## Train a simple CNN from scratch
It is not expected to have good results, as we are not using transfer learning here.

In [1]:
%matplotlib inline
import numpy as np
import pandas as pd
import matplotlib.pyplot as plt

from os import listdir
from os.path import join

from keras.preprocessing import image
from keras.utils import to_categorical, plot_model

from keras.models import Sequential
from keras.layers import Conv2D, MaxPooling2D
from keras.layers import Activation, Dropout, Flatten, Dense
from keras.regularizers import l2

Using TensorFlow backend.


In [2]:
def read_img(img_id, train_or_test, size=None):
    img = image.load_img(join(data_dir, train_or_test, '%s.jpg' % img_id), target_size=size)
    img = image.img_to_array(img)
    return img

In [3]:
NUM_CLASSES = 120
SEED = 1993
np.random.seed(seed=SEED)
data_dir = '../data'

labels = pd.read_csv(join(data_dir, 'labels.csv'))
print('Number of all train images: {}'.format(len(labels)))
print("Train data has {} classes.".format(len(labels.groupby('breed').count())))
assert len(labels.groupby('breed').count()) == NUM_CLASSES, 'Number of classes in training set is not 120!'

sample_submission = pd.read_csv(join(data_dir, 'sample_submission.csv'))
print('Number of all test images: {}'.format(len(sample_submission)))

# Split to train and validation sets
l_val = labels.groupby('breed').apply(pd.DataFrame.sample, frac=0.2).reset_index(drop=True)
l_tr = labels.loc[~labels['id'].isin(l_val['id'])]
l_tr_index = {label:i for i,label in enumerate(np.unique(l_tr.breed))}
l_tr_temp = [l_tr_index[label] for label in l_tr.breed]
l_val_temp = [l_tr_index[label] for label in l_val.breed]
y_tr = to_categorical(l_tr_temp ,num_classes=120)
y_val = to_categorical(l_val_temp ,num_classes=120)
print('y_tr shape: {}'.format(y_tr.shape))
print('y_val shape: {}'.format(y_val.shape))

Number of all train images: 10222
Train data has 120 classes.
Number of all test images: 10357
y_tr shape: (8185, 120)
y_val shape: (2037, 120)


In [4]:
# Load train images
INPUT_SIZE = 120
x_tr = np.zeros((len(l_tr), INPUT_SIZE, INPUT_SIZE, 3))
for i, img_id in enumerate(l_tr.id):
    x_tr[i] = read_img(img_id, 'train', size=(INPUT_SIZE, INPUT_SIZE))
print("x_tr shape {}".format(x_tr.shape))
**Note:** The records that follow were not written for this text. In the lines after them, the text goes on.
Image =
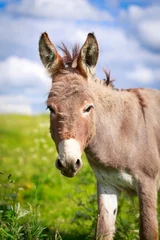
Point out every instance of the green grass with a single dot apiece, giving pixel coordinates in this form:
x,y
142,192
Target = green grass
x,y
29,178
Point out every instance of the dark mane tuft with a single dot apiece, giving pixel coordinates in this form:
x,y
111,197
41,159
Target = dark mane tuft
x,y
108,81
70,59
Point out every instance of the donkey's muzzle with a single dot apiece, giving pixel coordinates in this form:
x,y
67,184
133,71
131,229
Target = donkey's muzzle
x,y
68,168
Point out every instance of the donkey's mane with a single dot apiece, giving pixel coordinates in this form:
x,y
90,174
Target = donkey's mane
x,y
70,60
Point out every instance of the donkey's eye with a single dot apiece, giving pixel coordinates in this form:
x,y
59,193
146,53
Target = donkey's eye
x,y
51,109
88,108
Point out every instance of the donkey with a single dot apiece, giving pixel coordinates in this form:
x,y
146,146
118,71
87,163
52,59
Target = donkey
x,y
119,131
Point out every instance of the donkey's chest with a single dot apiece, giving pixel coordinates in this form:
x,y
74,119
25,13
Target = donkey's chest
x,y
120,179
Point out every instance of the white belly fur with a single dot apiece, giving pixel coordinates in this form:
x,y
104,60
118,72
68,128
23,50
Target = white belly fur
x,y
120,179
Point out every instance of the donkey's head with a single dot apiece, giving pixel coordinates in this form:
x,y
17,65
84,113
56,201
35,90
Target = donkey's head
x,y
70,101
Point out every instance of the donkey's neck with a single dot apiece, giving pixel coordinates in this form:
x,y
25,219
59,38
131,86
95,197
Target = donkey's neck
x,y
113,112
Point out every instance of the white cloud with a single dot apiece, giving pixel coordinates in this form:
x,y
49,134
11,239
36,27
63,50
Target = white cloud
x,y
20,72
77,10
141,73
120,51
14,104
149,33
145,22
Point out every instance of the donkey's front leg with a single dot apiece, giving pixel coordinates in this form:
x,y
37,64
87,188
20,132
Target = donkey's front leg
x,y
107,208
147,193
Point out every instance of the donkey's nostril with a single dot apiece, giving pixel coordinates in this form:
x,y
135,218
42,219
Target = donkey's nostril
x,y
59,164
78,164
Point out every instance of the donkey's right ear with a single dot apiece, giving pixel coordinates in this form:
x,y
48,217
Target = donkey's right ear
x,y
88,56
50,58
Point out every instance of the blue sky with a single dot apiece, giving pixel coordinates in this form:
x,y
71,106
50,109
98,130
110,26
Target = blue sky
x,y
128,34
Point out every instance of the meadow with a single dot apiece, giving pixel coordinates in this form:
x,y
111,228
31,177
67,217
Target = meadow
x,y
36,201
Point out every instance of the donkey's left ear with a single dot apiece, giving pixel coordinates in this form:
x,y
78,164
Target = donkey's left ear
x,y
88,56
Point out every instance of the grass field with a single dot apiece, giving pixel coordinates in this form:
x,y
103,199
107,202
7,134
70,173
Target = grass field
x,y
28,177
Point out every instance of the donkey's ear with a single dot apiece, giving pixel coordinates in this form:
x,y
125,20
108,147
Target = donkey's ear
x,y
88,56
50,58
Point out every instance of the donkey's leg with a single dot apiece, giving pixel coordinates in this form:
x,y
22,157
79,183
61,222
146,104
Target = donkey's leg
x,y
107,207
147,193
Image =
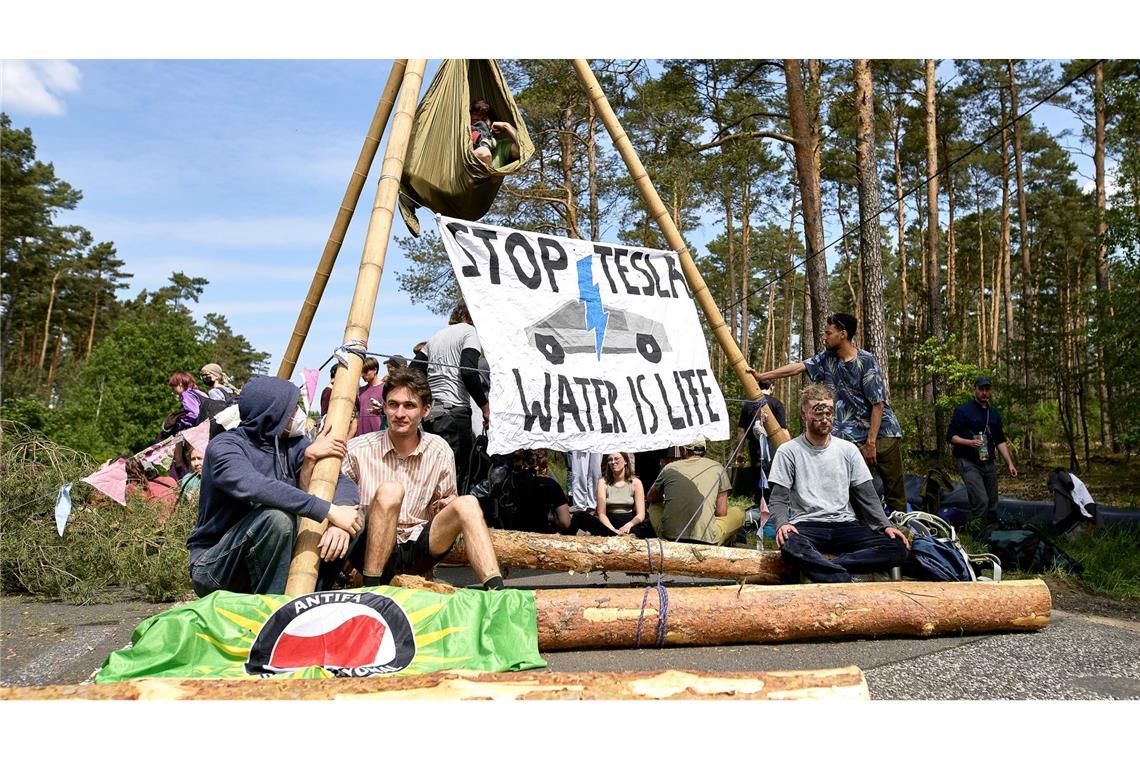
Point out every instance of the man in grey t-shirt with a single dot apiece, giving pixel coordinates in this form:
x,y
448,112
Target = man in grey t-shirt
x,y
450,361
815,477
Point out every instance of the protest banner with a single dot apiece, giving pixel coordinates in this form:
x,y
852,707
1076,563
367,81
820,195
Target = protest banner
x,y
593,346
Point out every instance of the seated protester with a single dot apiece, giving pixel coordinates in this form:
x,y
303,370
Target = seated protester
x,y
494,142
814,479
253,489
620,496
531,500
407,484
690,500
192,399
220,386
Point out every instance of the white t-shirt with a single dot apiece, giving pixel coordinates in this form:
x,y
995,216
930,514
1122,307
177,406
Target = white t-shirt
x,y
446,346
820,479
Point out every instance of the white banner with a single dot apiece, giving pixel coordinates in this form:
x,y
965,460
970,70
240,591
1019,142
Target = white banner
x,y
593,346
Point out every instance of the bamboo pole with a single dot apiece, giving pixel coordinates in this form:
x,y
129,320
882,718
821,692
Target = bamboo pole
x,y
845,684
657,210
302,573
585,554
343,218
578,618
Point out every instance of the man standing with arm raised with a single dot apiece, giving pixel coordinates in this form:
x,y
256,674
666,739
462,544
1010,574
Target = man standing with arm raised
x,y
863,414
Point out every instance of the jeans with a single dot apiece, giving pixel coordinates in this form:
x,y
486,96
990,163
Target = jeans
x,y
980,487
857,549
252,557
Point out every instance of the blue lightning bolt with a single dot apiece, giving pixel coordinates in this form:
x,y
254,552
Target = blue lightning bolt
x,y
589,294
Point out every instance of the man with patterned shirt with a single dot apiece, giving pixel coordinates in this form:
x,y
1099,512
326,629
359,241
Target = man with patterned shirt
x,y
407,484
863,415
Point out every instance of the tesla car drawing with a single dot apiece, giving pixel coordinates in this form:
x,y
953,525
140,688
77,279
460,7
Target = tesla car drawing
x,y
564,331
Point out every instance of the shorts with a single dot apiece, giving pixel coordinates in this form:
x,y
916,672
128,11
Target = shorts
x,y
413,557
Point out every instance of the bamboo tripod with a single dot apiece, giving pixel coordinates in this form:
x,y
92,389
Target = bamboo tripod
x,y
302,578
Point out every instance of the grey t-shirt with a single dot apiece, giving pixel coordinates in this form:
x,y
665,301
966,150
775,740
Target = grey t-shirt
x,y
446,346
820,479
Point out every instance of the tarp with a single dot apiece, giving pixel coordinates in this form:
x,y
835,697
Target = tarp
x,y
372,631
593,346
440,170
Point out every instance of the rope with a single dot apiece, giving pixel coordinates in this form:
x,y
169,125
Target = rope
x,y
874,215
662,596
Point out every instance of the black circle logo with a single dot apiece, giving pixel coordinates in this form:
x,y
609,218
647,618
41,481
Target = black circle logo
x,y
347,634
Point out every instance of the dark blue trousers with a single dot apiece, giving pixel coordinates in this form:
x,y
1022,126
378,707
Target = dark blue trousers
x,y
856,549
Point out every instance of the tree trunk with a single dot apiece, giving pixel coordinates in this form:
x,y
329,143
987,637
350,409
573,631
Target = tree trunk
x,y
901,221
789,280
933,231
578,618
1104,308
746,271
584,554
849,266
47,320
808,171
566,142
846,684
870,253
1006,245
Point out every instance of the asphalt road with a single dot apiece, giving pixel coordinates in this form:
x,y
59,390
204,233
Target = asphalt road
x,y
1074,658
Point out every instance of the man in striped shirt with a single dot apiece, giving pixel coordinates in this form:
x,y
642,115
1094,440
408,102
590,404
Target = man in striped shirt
x,y
407,485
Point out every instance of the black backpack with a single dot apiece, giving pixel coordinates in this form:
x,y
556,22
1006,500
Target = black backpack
x,y
1025,548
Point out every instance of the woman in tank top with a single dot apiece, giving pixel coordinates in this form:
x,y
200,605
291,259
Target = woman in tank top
x,y
620,496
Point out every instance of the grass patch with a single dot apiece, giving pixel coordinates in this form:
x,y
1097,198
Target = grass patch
x,y
104,544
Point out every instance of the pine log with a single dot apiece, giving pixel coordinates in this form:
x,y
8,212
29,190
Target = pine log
x,y
833,684
621,553
581,618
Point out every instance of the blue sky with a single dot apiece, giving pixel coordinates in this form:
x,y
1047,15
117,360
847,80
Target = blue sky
x,y
233,170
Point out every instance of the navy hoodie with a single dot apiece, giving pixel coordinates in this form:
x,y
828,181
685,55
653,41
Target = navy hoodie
x,y
252,466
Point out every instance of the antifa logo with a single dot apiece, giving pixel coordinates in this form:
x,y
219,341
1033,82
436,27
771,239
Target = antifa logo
x,y
347,634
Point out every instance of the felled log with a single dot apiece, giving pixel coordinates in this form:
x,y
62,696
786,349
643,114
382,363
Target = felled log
x,y
580,618
621,553
833,684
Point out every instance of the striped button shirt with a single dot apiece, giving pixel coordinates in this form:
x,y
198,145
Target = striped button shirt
x,y
426,474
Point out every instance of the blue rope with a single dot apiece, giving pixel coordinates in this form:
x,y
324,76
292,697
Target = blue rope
x,y
662,597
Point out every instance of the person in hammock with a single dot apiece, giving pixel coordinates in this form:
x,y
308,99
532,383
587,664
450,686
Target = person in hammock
x,y
494,142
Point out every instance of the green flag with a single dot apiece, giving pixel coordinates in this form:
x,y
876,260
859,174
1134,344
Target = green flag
x,y
375,631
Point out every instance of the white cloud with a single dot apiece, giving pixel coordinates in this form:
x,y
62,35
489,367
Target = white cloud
x,y
34,87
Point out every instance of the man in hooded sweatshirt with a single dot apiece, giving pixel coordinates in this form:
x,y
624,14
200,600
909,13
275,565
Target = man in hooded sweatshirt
x,y
253,489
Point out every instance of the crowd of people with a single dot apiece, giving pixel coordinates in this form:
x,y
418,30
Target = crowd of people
x,y
415,475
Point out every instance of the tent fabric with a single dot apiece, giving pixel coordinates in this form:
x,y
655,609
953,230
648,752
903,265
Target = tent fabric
x,y
440,170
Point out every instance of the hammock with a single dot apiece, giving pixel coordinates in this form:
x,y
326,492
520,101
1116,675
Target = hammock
x,y
440,170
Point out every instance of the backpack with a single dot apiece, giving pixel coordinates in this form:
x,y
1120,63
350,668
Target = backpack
x,y
936,554
1025,548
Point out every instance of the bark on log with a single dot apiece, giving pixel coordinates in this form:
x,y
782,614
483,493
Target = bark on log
x,y
833,684
592,554
573,619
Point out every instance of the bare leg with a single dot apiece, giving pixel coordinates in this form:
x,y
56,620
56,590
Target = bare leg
x,y
383,514
465,516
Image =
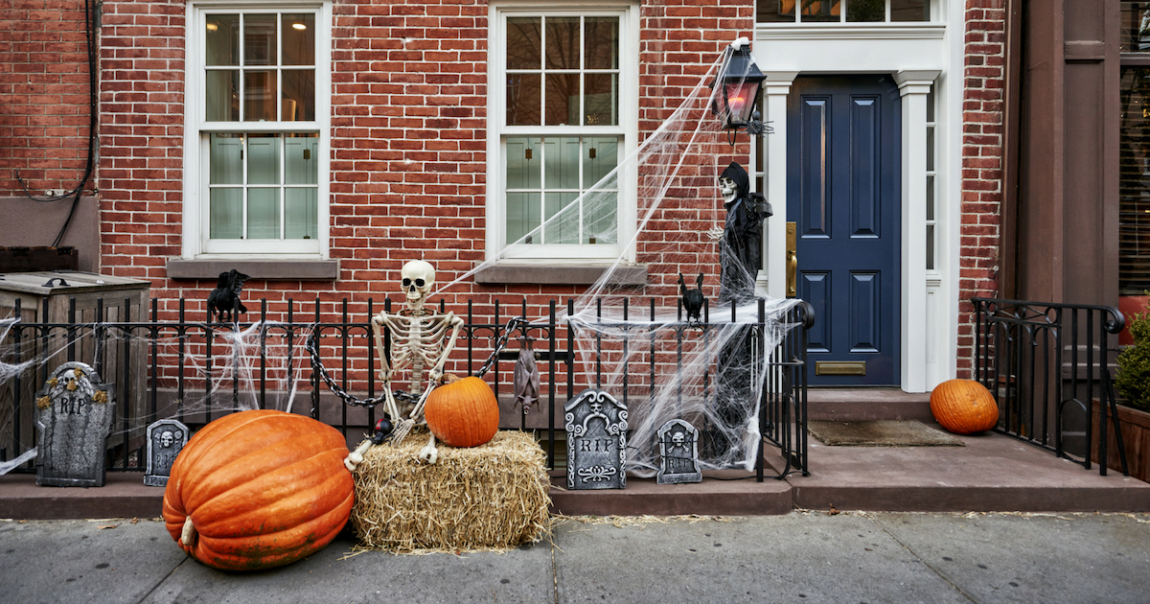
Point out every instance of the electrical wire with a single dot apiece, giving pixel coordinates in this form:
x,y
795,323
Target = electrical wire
x,y
78,191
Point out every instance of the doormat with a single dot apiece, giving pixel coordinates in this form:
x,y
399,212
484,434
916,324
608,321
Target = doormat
x,y
880,433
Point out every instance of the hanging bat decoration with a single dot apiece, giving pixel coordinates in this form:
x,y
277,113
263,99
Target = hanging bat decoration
x,y
527,377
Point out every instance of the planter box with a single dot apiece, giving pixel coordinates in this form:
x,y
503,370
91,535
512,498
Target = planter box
x,y
1135,426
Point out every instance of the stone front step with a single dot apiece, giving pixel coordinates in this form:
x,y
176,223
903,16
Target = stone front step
x,y
864,404
993,473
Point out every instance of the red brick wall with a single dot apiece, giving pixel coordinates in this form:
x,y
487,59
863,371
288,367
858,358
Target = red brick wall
x,y
44,96
408,165
982,165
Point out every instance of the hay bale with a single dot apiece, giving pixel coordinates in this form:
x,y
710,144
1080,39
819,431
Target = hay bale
x,y
487,497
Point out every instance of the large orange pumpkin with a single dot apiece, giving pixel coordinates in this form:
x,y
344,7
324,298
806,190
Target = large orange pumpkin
x,y
964,406
462,412
259,489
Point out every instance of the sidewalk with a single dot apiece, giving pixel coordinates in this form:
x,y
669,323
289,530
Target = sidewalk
x,y
799,557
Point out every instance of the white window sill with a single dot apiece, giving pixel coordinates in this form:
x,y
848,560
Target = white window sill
x,y
285,269
559,274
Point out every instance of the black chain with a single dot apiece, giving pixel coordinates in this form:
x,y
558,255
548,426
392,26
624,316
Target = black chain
x,y
500,344
313,349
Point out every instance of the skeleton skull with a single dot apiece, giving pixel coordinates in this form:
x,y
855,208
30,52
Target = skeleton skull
x,y
418,276
728,189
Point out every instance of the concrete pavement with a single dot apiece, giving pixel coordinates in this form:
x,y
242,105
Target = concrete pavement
x,y
799,557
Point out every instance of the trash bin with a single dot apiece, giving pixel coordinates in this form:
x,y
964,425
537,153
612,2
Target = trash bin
x,y
58,311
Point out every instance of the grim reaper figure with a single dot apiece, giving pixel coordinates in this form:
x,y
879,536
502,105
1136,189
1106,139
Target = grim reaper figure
x,y
740,257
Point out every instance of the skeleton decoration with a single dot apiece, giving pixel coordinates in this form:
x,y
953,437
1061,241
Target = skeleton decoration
x,y
421,339
166,438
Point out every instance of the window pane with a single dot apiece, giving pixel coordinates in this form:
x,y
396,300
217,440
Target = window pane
x,y
523,43
910,9
599,222
301,213
523,99
225,159
600,158
225,213
600,105
929,197
221,44
260,40
263,213
299,39
564,43
221,96
523,162
301,159
298,102
1134,182
259,96
774,12
820,10
600,43
562,219
929,246
561,163
930,148
522,216
561,105
263,159
866,10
x_val = np.zeros((len(l_val), INPUT_SIZE, INPUT_SIZE, 3))
for i, img_id in enumerate(l_val.id):
    x_val[i] = read_img(img_id, 'train', size=(INPUT_SIZE, INPUT_SIZE))
print("x_val shape {}".format(x_val.shape))

x_tr shape (8185, 120, 120, 3)
x_val shape (2037, 120, 120, 3)


In [5]:
# Setup model
model = Sequential()
model.add(Conv2D(22, (3, 3), input_shape=(INPUT_SIZE, INPUT_SIZE, 3)))
model.add(Activation('relu'))
model.add(MaxPooling2D(pool_size=(2, 2)))

model.add(Conv2D(22, (3, 3)))
model.add(Activation('relu'))
model.add(MaxPooling2D(pool_size=(2, 2)))

model.add(Conv2D(22, (3, 3)))
model.add(Activation('relu'))
model.add(MaxPooling2D(pool_size=(2, 2)))

model.add(Flatten())  # this converts our 3D feature maps to 1D feature vectors
model.add(Dense(120, kernel_regularizer=l2(0.00001)))
model.add(Activation('relu'))
model.add(Dropout(0.6))
model.add(Dense(120, activation='softmax'))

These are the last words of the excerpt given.